Не успел он подумать обо этом, как его затопили образы. Ее, его, их двоих вместе, занимающихся тем, чего он хотел. Он хотел этого так сильно, что зарычал. Гортанный звук родился в горле и прокатился по спальне, угрожающе звеня между ними.
Должно быть, Виктория решила, что причиной стала человек. Она внезапно затряслась от ярости и огорчения. Он практически чувствовал ее эмоции в воздухе, и они заставили его приникнуть к человеку с новым энтузиазмом.
Человек одобрительно застонала.
Клеточки наполнились силой. Мышцы увеличились в объеме, кости загудели. И надо же! Если эта человеческая женщина так сильно повлияла на него, какое же влияние оказал бы вампир?
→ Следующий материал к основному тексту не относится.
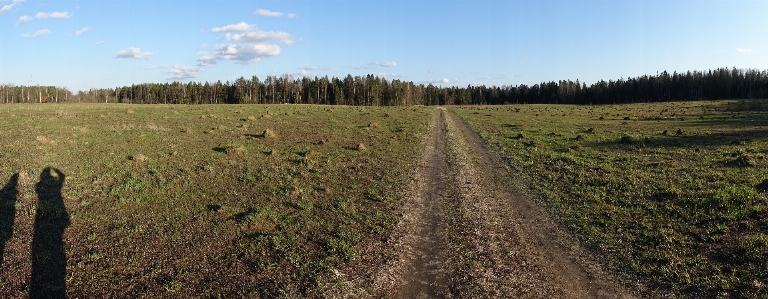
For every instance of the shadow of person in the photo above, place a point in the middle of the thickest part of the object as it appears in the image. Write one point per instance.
(49, 260)
(7, 212)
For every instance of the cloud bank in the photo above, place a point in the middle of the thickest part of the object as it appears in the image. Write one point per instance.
(133, 52)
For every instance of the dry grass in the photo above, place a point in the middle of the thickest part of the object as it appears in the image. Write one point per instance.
(268, 133)
(235, 150)
(138, 159)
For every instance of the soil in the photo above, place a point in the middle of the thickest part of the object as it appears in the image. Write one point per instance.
(466, 232)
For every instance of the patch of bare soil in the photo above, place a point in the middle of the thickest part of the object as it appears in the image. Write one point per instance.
(464, 233)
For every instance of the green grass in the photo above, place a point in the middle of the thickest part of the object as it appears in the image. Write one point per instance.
(195, 201)
(661, 192)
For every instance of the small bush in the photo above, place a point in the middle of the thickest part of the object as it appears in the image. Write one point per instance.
(138, 158)
(628, 139)
(762, 186)
(742, 161)
(234, 150)
(268, 133)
— Ладно, хватит. — Райли шагнул к кровати, схватил человека и потянул ее прочь от него. — Уходи, — приказал волк девчонке.
— Я… Я… — Она колебалась. — Да, конечно. — Потом послышался звук шагов и хлопанье дверью.
— Виктория. — Когда волк протянул руку вампирше, Эйден вскочил на ноги и ринулся между ними, не давая им коснуться друг друга, инстинктивно защищая свое.
— Ты надумал подраться со мной или с ней? — спросил Райли, казалось бы безразличный к любому ответу.
— Ни с кем. — С обоими. Может, Виктория ему и не нравилась, но он еще хотел ее и не хотел, чтобы она была с кем-то другим. Влечение… две противоречивые необходимости… какого черта с ним происходит? В нем как будто жили два разных человека.
— Отлично. Чего тогда коготочки выпустил?
Коготочки? Эйден взглянул на руки. Действительно, длинные и острые ногти, как небольшие кинжалы, торчали из кончиков пальцев. Он должен был испугаться, но вместо этого поднял руки к свету, изучая новое обстоятельство.
— Как такое возможно?
Райли выдохнул и сказал:
— По-моему, либо ты медленно превращаешься в вампира — по одной трансформации за раз, либо ты первый гибрид человека и вампира. Ты собираешься отойти, или мне тебя заставить?
Из него вырвался небольшой смешок. Да, небольшой, но веселье есть веселье.